Als Widerhall von 50 Jahren ist hier ein weiterer Auszug aus Gary Allens „None Dare Call It Conspiracy“:

„Was wir erleben, ist die kommunistische Taktik des Drucks von oben und des Drucks von unten, die der kommunistische Historiker Jan Kozak als das von den Roten benutzte Mittel beschreibt, um die Kontrolle über die Tschechoslowakei zu erobern. Der Druck von oben kommt von geheimen, angeblich respektablen Genossen in der Regierung und im Establishment, die mit dem radikalisierten Mob in den Straßen unten eine riesige Zange um die bürgerliche Gesellschaft bilden. Die Straßenkrawallmacher sind Schachfiguren, Schurken, Marionetten und Betrüger für eine Oligarchie elitärer Verschwörer, die oben daran arbeiten, Amerikas begrenzte Regierung in eine unbegrenzte Regierung mit der totalen Kontrolle über unser Leben und unser Eigentum zu verwandeln.“

„Die amerikanische Mittelklasse wird von einem Schraubstock zu Tode gequetscht… Auf den Straßen haben wir uns zu revolutionären Gruppen wie den Studenten für eine demokratische Gesellschaft (die von der Liga für industrielle Demokratie gegründet wurde, einer Gruppe mit starken C.F.R.-Beziehungen), den Black Panthers, den Hippies, der Jungsozialistischen Allianz bekannt. Diese Gruppen skandieren, dass wir Amerika verlieren werden, wenn wir es nicht ‚verändern‘. ‚Veränderung‘ ist ein Wort, das wir immer wieder hören. Mit ‚Veränderung‘ meinen diese Gruppen den Sozialismus. Praktisch alle Mitglieder dieser Gruppen glauben aufrichtig, dass sie das Establishment bekämpfen. In Wirklichkeit sind sie ein unverzichtbarer Verbündeter des Establishments, wenn es darum geht, den Sozialismus uns allen anzuheften. Die naiven Radikalen glauben, dass im Sozialismus das ‚Volk‘ alles bestimmen wird. In Wirklichkeit wird es eine Clique von Insidern sein, die die totale Kontrolle hat und den gesamten Reichtum konsolidiert und kontrolliert. Deshalb dürfen diese Schüler Lenins und jugendliche Trotzkis frei herumlaufen und werden praktisch nie verhaftet oder strafrechtlich verfolgt. Sie werden geschützt. Wenn das Establishment wollte, dass den Revolutionären Einhalt geboten wird, wie lange, glauben Sie, würde man sie tolerieren?“

„Stattdessen stellen wir fest, dass die meisten dieser Radikalen von großen Stiftungen großzügig unterstützt werden oder durch den Krieg gegen die Armut Geld von der Regierung erhalten. Die Rothschild-Rockefeller-C.F.R. [Council on Foreign Relations] Insider an der Spitze „kapitulieren vor den Forderungen“ nach Sozialismus des Mobs unten. Die Radikalen machen die Arbeit derer, die sie am meisten hassen.“

Kommt Ihnen dieser Auszug aus „None Dare Call It Conspiracy“, geschrieben 1971, heute bekannt vor? Natürlich kommt er mir bekannt vor. Er spiegelt die gleiche alte Strategie des Drucks wider, der sowohl von oben als auch von unten ausgeübt wird. Das Quetschspiel.

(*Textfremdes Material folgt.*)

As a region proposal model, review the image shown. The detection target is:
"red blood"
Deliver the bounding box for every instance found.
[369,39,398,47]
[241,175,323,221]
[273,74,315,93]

Die superreichen Monopolisten geben vor, sich „den sozialistischen Wünschen“ der Unterschicht und der Demonstranten und Randalierer zu beugen.

Das ist ein glatter Betrug.

Lassen Sie sich nicht auf das Wortspiel ein, das Kommunismus, Sozialismus, den korporativen Staat, Faschismus und Vetternkapitalismus verwechselt.

Wenn man all diese Begriffe sauber trennt, sehen sie am Ende alle gleich aus. Sie bedeuten Macht an der Spitze, getarnt als Volksbewegung.

Das ist es, was sich hinter den „Ich habe einen Plan“-Aussagen von Joe Biden verbirgt.